Intesa San Paolo : The FOMC meeting confirmed the interest rate pause and signalled that the debate continues on monetary policy strategy and tools.
Weekly Economic Monitor – 31 January 2020
Intesa Sanpaolo – Research Department
In 2Q 2020, purchases of T-Bills will slow, aiming to achieve a “durably ample” level of reserves, that would allow regular liquidity management without “active use” of repos. Subsequently, the path of asset purchases will be guided by the trend of Fed balance sheet liabilities.
For what concerns risks, Powell sees room for “cautious optimism”, although uncertainty tied to the novel coronavirus outbreak and its macroeconomic consequences must be taken into account. In our view, the downside bias on rates and the Fed’s “pre-emptive” stance are likely to skew rates onto a lower trend.
The United Kingdom leaves the European Union today, but the practical effects are postponed to the end of the year. The Bank of England confirms the rates unchanged, while leaving the door open to possible adjustments.
The week’s market movers
In the euro area, industrial output data referred to the closing month of 2019 will be released in the two main euro area countries: we expect a correction in Germany, after the November surge, whereas France could experience another month of positive growth, albeit moderate.
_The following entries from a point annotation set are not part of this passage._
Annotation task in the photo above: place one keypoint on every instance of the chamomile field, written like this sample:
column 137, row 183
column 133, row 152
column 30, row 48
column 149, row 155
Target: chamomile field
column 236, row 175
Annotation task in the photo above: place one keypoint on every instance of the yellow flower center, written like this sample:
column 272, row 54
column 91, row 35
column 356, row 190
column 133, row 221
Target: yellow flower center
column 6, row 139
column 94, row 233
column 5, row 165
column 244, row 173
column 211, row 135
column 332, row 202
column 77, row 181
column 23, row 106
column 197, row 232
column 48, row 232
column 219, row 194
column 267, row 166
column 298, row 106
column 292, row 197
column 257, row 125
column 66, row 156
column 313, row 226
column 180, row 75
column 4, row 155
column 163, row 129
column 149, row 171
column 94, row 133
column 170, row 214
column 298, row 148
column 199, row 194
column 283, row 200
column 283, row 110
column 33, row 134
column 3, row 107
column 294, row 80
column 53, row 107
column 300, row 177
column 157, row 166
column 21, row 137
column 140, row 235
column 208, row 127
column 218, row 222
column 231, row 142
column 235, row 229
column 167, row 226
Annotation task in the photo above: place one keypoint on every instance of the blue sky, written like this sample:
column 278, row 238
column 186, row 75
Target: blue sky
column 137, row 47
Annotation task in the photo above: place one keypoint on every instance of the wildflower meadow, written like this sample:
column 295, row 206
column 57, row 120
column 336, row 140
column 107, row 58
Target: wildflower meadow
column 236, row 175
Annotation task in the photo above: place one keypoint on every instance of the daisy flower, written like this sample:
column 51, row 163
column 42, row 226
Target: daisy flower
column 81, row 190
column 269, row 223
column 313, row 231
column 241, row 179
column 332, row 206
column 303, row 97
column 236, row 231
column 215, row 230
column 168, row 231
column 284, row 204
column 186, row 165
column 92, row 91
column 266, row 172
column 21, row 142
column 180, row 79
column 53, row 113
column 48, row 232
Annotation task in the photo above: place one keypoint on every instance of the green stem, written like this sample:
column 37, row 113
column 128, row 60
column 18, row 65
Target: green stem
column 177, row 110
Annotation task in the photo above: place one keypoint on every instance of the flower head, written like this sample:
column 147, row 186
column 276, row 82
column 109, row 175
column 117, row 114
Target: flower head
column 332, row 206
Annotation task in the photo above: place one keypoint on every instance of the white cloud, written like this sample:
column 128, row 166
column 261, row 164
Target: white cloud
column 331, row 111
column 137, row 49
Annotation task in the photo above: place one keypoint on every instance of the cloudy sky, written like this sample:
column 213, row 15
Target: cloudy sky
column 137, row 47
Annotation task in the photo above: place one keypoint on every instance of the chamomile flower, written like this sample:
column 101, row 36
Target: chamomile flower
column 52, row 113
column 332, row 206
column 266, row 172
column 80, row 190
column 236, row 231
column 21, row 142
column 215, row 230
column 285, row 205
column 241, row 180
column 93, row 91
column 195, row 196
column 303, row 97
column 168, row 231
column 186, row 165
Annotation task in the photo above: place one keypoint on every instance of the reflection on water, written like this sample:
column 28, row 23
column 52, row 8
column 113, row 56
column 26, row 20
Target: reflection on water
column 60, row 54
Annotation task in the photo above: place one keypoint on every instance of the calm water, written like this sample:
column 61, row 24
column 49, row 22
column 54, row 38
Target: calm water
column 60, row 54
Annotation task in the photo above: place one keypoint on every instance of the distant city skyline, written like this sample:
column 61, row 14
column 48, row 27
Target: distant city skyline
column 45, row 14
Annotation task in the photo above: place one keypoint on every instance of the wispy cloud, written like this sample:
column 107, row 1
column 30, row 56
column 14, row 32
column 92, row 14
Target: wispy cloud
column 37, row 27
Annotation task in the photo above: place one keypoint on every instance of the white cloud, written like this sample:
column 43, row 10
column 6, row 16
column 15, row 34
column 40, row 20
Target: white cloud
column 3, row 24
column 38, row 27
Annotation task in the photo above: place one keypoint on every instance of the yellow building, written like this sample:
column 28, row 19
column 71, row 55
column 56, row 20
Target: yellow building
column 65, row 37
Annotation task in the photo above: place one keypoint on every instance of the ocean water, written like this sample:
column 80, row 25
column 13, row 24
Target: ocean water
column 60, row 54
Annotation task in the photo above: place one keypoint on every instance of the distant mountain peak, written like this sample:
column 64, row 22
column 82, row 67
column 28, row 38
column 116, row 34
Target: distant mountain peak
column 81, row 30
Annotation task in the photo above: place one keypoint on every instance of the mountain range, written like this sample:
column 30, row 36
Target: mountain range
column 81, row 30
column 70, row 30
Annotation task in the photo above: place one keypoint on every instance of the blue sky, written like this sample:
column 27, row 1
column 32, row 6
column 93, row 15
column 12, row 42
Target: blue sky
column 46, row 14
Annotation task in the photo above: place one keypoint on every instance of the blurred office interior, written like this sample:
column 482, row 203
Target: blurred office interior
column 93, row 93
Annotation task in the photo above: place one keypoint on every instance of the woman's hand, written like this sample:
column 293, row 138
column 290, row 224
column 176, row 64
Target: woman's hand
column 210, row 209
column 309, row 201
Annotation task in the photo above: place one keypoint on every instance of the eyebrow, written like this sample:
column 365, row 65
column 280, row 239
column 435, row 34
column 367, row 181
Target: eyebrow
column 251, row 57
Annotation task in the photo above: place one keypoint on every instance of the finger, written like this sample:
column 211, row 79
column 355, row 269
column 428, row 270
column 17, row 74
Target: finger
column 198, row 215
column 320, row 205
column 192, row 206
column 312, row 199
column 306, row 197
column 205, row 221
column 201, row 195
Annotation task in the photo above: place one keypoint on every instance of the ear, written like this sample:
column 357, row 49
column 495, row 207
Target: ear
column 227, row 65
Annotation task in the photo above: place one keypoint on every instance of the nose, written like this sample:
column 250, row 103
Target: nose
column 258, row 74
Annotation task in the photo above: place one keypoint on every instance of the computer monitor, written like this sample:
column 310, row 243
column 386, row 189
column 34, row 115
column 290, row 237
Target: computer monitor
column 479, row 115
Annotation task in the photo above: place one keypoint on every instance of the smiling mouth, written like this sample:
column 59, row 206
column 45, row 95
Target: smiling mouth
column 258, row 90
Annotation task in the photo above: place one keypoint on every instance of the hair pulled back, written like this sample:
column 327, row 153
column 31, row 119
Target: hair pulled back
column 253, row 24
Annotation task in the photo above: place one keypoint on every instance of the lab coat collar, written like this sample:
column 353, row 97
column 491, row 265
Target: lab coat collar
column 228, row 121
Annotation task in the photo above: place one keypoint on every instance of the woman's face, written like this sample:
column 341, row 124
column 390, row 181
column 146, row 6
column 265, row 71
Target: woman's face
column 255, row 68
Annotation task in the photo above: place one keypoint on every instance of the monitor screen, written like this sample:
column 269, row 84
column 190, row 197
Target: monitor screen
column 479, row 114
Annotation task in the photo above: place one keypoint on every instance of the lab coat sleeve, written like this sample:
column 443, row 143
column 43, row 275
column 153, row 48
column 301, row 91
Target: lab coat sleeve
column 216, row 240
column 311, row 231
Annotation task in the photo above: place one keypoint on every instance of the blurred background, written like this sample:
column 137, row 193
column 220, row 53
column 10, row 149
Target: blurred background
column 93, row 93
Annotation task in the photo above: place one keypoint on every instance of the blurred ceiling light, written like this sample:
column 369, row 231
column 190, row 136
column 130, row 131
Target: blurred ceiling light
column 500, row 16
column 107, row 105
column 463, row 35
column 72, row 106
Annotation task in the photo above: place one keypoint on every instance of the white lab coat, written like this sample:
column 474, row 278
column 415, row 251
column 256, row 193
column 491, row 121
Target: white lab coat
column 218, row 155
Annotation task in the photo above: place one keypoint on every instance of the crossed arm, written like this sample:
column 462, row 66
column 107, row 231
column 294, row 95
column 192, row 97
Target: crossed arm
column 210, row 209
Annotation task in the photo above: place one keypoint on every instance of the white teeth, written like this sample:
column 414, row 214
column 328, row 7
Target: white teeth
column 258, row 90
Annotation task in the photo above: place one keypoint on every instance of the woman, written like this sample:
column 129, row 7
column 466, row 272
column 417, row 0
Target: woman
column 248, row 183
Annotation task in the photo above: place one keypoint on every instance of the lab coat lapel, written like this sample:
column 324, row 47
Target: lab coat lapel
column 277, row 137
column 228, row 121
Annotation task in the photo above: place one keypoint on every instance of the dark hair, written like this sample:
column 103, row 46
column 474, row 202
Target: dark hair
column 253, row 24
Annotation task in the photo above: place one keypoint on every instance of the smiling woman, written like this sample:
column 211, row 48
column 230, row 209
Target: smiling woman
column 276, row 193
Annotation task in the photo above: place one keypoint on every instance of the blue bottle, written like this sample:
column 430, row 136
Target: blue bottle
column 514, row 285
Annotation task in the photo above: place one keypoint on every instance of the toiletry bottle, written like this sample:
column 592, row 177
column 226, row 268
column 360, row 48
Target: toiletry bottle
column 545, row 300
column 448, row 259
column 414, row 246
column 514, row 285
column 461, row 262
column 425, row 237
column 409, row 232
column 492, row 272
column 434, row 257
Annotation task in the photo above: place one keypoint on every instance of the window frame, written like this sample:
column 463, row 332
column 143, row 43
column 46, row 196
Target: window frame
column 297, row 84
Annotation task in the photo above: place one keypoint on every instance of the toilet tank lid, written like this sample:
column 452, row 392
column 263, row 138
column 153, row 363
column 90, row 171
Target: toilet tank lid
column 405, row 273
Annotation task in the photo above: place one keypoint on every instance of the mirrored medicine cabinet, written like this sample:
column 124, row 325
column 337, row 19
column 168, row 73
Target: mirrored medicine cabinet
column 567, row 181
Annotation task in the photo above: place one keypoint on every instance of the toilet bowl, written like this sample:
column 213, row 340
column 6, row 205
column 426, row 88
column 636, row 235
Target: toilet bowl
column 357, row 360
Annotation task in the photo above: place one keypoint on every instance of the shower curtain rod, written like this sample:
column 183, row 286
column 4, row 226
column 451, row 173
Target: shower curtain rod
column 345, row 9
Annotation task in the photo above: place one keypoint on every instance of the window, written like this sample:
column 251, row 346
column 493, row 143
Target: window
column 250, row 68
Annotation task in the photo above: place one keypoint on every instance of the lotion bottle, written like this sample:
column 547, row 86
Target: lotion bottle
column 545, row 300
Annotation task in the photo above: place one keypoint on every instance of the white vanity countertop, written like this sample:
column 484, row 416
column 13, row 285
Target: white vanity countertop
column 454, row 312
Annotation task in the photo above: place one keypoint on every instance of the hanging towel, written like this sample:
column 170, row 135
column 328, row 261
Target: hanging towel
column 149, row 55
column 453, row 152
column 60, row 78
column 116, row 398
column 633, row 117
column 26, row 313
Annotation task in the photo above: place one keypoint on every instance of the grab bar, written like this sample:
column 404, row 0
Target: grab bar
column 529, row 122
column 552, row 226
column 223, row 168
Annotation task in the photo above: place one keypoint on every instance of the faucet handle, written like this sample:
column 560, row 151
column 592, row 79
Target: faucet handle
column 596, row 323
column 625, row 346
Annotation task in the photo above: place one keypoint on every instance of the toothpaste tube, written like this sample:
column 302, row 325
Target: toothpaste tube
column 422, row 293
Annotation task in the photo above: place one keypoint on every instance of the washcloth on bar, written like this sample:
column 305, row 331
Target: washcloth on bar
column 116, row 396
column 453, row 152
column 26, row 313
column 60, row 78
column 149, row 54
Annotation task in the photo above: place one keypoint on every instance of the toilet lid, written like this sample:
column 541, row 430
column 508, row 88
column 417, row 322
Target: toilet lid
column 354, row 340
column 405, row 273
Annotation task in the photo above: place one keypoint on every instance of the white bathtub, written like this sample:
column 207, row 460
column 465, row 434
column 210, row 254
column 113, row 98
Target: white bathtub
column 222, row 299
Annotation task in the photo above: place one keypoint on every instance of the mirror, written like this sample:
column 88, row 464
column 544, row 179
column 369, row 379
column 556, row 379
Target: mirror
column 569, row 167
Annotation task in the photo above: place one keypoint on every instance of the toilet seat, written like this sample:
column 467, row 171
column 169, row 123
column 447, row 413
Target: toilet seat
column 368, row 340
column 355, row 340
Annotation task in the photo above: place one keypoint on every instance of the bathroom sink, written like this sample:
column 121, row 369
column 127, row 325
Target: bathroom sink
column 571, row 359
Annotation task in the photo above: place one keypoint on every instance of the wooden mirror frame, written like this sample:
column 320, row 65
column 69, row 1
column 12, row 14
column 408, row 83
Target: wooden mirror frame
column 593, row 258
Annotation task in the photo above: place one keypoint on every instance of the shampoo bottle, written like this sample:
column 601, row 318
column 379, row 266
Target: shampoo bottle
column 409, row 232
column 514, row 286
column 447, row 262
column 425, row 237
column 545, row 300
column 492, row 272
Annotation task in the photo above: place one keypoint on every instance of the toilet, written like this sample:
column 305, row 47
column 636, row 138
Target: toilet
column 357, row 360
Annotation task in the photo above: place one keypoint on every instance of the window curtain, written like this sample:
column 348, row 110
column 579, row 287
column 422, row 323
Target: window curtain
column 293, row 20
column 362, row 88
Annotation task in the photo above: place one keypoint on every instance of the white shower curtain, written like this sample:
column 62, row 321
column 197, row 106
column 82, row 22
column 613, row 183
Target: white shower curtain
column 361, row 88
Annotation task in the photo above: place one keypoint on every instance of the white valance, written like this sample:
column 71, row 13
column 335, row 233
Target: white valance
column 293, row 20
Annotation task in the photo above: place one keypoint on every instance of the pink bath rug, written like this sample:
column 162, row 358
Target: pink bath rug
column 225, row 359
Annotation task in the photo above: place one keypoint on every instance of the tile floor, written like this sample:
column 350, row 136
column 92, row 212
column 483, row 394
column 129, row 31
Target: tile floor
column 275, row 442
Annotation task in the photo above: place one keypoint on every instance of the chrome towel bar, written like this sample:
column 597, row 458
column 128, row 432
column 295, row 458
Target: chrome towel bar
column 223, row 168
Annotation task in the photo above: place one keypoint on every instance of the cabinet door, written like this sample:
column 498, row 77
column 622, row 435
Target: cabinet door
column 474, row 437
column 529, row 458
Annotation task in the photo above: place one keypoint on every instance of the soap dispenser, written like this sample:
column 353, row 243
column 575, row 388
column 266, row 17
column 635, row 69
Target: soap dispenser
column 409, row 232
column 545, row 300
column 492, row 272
The second estimate of PMI indices should confirm the advance reading, with an unchanged composite index compared to the previous month (as a result of a recovery of the manufacturing sector and a slowdown in services). Retail sales in the Eurozone are forecast to correct in December after surging in November. Lastly, Italian inflation could slow by one tenth in January, also due to lower electricity bills.
This week, a host of important data releases are lined up in the United States. Focus will be on the January Employment Report, which should point to job gains of around 140k, with the manufacturing sector held back by the production suspension at Boeing, a stable unemployment rate at 3.5%, and a moderately more lively wage trend.
January ISM indices should send mixed signals: manufacturing still in recessionary territory and non-manufacturing consistent with a moderate expansion. Among December data, construction spending is forecast higher and the trade deficit is estimated to have widened.